Ora il Congresso di Sorrento si può considerare “necessario” perché riunirsi quando si è fatti bersaglio, è non soltanto utile ma anche doveroso, e non soltanto per la difesa dei nostri legittimi interessi ma anche per sagguare, attraverso un più vivo e stretto contatto, la saldezza e l’efficienza della nostra struttura associativa. L’ordine del giorno del prossimo Congresso pone sul tappeto i problemi più vitali del nostro sodalizio e si può essere certi che dalla discussione serena e appassionata non mancheranno di derivare risultati intesi a perfezionare e potenziare la struttura del Vespa Club d’Italia.
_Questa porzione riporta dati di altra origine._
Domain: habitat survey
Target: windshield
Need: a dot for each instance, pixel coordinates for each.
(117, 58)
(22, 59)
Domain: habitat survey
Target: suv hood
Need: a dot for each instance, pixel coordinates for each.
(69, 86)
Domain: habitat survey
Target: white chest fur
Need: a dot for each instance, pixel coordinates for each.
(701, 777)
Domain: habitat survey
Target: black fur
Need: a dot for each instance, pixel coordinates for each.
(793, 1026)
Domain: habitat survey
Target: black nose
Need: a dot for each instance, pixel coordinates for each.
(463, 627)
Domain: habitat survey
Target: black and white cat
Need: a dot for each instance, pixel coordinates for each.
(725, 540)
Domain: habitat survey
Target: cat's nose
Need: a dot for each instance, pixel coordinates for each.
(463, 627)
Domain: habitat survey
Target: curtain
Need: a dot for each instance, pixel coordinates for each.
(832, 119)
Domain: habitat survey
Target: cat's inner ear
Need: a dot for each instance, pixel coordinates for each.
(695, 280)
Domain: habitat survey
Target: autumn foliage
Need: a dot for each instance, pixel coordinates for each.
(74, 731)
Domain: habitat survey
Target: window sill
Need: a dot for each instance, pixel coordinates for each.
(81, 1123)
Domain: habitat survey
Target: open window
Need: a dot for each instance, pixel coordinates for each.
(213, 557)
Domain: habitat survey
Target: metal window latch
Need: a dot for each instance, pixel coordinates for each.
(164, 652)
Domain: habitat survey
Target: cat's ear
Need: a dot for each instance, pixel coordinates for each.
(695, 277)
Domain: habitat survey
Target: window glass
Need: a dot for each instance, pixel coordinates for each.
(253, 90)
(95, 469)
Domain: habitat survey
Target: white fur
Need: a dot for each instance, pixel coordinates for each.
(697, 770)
Quel che si raccomanda caldamente ai Presidenti delegati è di considerare il loro apporto al Congresso su un piano generale e non riflettere unicamente le esigenze e gli interessi del proprio Vespa Club. Queste esigenze e questi interessi particolari potranno sempre essere trattati in separata sede, invece a Sorrento tutti i delegati, nessuno escluso, dovranno occuparsi e preoccuparsi del Vespa Club d’Italia, e della sua efficienza quale ente nazionale in rapporto con altri enti e della sua funzionalità coordinatrice in rapporto a tutti i Vespa Club affiliati. Ancora una volta il mondo dei motori rivolgerà la sua attenzione sul Congresso del Vespa Club d’Italia e noi ci auguriamo ancora una volta si possa offrire una dimostrazione di vitalità inquadrata in una concorde fattività, intesa a potenziare e favorire la diffusione della motorizzazione leggera e la sua capacità associativa”.

Così scrive, nel proprio editoriale, Renato Tassinari sul giornale dei vespisti italiani, presentando il settimo Congresso Nazionale. La ferita dell’annullamento del Giro dell’Italia Centrale brucia ancora: il Presidente tiene a specificare che mai era accaduta una vicenda del genere a una prova vespistica, lasciando intendere che si tratta di un segnale lanciato nei confronti del sodalizio (“quando si è fatti bersaglio”) che non può essere preso a cuor leggero (tanto che l’episodio si ripeterà nel 1957). Chiama dunque tutti a raccolta, chiedendo a coloro che interverranno a Sorrento di mettere da parte personalismi e interessi di parte e lavorare solamente per il bene comune: d’altronde, è evidente, se il Vespa Club d’Italia “c’è” e funziona, la vita dei club periferici potrà continuare e a prosperare; in caso contrario, le cose cambierebbero radicalmente per tutti.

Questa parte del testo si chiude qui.